Ilustrasi [Hasan Alhabshy]☆
Wilayah udara Indonesia ternyata sering dijadikan daerah latihan oleh pesawat tempur Singapura. Itu terjadi di utara Pulau Bintan, Kepulauan Riau.
Bukan hanya dengan Malaysia saja Indonesia harus bermasalah terkait pelanggaran batas wilayah. Diketahui, Singapura sering melakukan latihan pesawat tempurnya di ruang udara yang berada di Kepulauan Riau.
"Ya betul, itu terjadi di utara Pulau Bintan," ujar Komandan Lanud Tanjungpinang Letkol Pnb I Ketut Wahyu Wijaya saat dikonfirmasi, Sabtu (5/9/2015).
Sebenarnya ini berkaitan dengan perjanjian antara Indonesia dan Singapura tentang Military Training Areas (MTA). MTA merupakan wilayah udara Indonesia yang diperkenankan untuk latihan udara Singapura karena mereka tidak memiliki wilayah udara untuk latihan.
Menurut Ketut, perjanjian tersebut diatur dalam agreement between the goverment of the Republic of Indonesia and the Government of the Republic of Singapore on Military Training in Areas 1 and 2. Perjanjian tersebut ditandatangani oleh Jenderal TNI (Purn) Edi Sudrajat yang kala itu menjabat sebagai Menhankam dan Menhan Singapura saat itu Tony Tan. Kemudian perjanjian tersebut disahkan melalui Keppres No.8/1996.
"Itu mengatur soal MTA 1 yang ada di atas Sumatera dan MTA 2 di utara Pulau Bintan. Tapi perjanjian itu sudah habis pada 2001 karena waktunya hanya 5 tahun. Mereka nggak punya ruang udara untuk latihan akhirnya sign perjanjian itu," kata Ketut.
Selama bertahun-tahun, Singapura Airforce mengadakan latihan tempur pesawat udaranya di wilayah Indonesia dan bahkan hingga perjanjian habis, Singapura masih tetap melakukannya. Wilayah MTA 1 ini dipatok dari sebelah barat daya Singapura hingga Tanjung Pinang, Kepri, termasuk di utara Pulau Bintan.
Sementara MTA 2 yang berada di sebelah barat, membentang dari sisi timur Singapura hingga Kepulauan Natuna. Untuk wilayah yang berada dalam yuridiksi kepemimpinan Ketut adalah di MTA 1. Dari perjanjian sebenarnya Singapura juga memberikan timbal balik untuk Indonesia.
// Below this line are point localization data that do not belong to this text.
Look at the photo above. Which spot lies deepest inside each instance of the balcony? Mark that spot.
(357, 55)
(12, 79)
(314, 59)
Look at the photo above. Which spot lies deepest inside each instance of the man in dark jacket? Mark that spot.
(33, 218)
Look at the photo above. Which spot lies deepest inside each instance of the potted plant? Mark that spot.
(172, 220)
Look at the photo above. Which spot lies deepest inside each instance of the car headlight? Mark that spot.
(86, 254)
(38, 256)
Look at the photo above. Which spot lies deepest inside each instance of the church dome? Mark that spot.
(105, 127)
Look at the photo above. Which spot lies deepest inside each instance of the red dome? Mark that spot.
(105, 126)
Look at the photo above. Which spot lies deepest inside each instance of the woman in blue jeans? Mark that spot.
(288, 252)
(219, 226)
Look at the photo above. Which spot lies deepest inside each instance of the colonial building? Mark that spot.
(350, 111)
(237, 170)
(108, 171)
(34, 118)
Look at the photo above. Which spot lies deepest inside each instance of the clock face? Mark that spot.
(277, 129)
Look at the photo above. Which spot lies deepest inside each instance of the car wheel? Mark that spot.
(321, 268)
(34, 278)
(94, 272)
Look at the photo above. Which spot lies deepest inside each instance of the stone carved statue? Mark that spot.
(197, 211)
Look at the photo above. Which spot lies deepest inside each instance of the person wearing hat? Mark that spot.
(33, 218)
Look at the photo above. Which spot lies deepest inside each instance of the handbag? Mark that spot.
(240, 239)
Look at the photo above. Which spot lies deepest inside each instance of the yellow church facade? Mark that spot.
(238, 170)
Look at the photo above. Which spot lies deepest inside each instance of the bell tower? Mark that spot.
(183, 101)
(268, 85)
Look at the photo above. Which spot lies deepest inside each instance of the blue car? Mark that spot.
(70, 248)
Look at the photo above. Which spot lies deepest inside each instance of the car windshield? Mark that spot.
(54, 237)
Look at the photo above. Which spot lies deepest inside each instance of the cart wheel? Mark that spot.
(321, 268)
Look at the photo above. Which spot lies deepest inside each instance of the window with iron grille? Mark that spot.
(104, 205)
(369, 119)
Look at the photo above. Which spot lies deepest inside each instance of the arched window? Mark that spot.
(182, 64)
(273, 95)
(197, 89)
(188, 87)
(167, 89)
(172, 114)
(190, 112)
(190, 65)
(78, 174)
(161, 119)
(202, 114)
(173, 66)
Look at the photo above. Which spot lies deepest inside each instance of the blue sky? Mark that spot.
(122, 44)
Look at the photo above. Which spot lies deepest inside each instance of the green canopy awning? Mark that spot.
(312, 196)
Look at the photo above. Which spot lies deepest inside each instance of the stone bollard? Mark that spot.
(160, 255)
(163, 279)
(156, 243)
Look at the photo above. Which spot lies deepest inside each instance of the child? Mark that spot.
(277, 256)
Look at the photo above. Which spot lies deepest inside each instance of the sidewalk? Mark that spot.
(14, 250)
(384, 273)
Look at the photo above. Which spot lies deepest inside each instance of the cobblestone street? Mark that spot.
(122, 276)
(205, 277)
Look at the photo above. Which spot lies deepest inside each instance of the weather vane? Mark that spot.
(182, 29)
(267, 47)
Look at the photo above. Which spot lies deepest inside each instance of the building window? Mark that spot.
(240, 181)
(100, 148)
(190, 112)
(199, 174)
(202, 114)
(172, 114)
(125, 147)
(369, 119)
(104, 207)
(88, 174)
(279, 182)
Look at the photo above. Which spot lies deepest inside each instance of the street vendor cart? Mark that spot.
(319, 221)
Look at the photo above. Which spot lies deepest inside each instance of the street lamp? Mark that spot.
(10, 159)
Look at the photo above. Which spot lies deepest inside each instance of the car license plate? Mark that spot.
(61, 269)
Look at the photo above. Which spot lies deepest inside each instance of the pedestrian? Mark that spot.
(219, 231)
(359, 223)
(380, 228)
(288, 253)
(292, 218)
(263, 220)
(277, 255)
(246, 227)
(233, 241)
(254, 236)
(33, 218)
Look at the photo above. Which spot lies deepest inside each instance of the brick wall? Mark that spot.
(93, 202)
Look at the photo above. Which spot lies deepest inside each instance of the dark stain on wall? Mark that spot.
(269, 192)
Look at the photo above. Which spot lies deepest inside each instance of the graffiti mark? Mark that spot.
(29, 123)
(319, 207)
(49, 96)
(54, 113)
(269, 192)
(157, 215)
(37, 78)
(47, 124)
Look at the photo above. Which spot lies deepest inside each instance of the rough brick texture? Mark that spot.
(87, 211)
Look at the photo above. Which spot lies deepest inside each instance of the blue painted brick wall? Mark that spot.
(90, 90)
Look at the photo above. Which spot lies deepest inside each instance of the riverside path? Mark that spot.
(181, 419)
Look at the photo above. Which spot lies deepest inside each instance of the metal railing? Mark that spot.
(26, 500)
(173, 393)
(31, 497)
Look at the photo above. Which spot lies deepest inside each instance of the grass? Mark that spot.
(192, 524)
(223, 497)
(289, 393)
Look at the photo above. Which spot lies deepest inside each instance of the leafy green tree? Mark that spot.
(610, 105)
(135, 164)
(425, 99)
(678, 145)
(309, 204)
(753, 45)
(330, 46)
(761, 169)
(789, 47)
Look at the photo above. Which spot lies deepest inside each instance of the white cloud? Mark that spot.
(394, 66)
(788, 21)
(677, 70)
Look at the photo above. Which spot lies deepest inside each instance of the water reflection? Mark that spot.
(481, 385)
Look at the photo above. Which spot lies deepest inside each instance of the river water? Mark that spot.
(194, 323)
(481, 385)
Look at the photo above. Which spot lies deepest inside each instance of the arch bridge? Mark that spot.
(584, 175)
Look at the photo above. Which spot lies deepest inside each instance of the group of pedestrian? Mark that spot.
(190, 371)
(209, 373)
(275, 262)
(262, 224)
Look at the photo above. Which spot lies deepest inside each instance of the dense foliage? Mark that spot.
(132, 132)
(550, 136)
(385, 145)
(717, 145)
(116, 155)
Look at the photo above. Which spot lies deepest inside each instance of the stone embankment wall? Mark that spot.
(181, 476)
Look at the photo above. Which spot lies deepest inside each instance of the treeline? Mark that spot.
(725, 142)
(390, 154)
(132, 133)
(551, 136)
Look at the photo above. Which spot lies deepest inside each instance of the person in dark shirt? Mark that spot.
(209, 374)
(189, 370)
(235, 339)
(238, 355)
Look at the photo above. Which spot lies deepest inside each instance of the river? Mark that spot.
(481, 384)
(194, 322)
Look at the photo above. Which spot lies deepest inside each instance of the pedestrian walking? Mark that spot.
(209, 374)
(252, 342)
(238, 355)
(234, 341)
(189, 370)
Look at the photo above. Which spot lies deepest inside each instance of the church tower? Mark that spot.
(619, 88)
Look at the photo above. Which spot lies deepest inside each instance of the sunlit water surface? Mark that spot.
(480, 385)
"Tapi dalam 5 tahun (perjanjian) berjalan lebih banyak merugikan Indonesia. Sehingga tahun 2001 tidak diperpanjang. Setelahnya Singapura terus berusaha untuk memperpanjang perjanjian," jelas Ketut.
"Mereka beralasan 'MTA itu danger area jadi harus dioperasikan oleh saya, Singapura Airforce'. Makanya setiap hari mereka latihan di sana sampai hari ini," sambungnya.
Dengan kondisi seperti itu, pesawat-pesawat tidak ada yang boleh melintas di MTA. Termasuk pesawat tempur milik TNI AU. Singapura terus mengejar sehingga perjanjian lanjutan sempat digagas sehingga pada sekitar 2007 muncul draft mengenai perpanjangan perjanjian yang dikenal dengan Defence Cooperation Agreement (DCA).
Dalam DCA selain mengatur MTA, ada perjanjian yang memberikan hak bagi Indonesia untuk melakukan ekstradisi. Ini terkait dengan pemulangan penjahat seperti koruptor Indonesia yang lari ke Singapura termasuk pengembalian aset. Namun karena diyakini Singapura tak akan pernah mengekstradisi koruptor dan dana yang dilarikan ke Singapura, perjanjian itu tidak pernah terwujud.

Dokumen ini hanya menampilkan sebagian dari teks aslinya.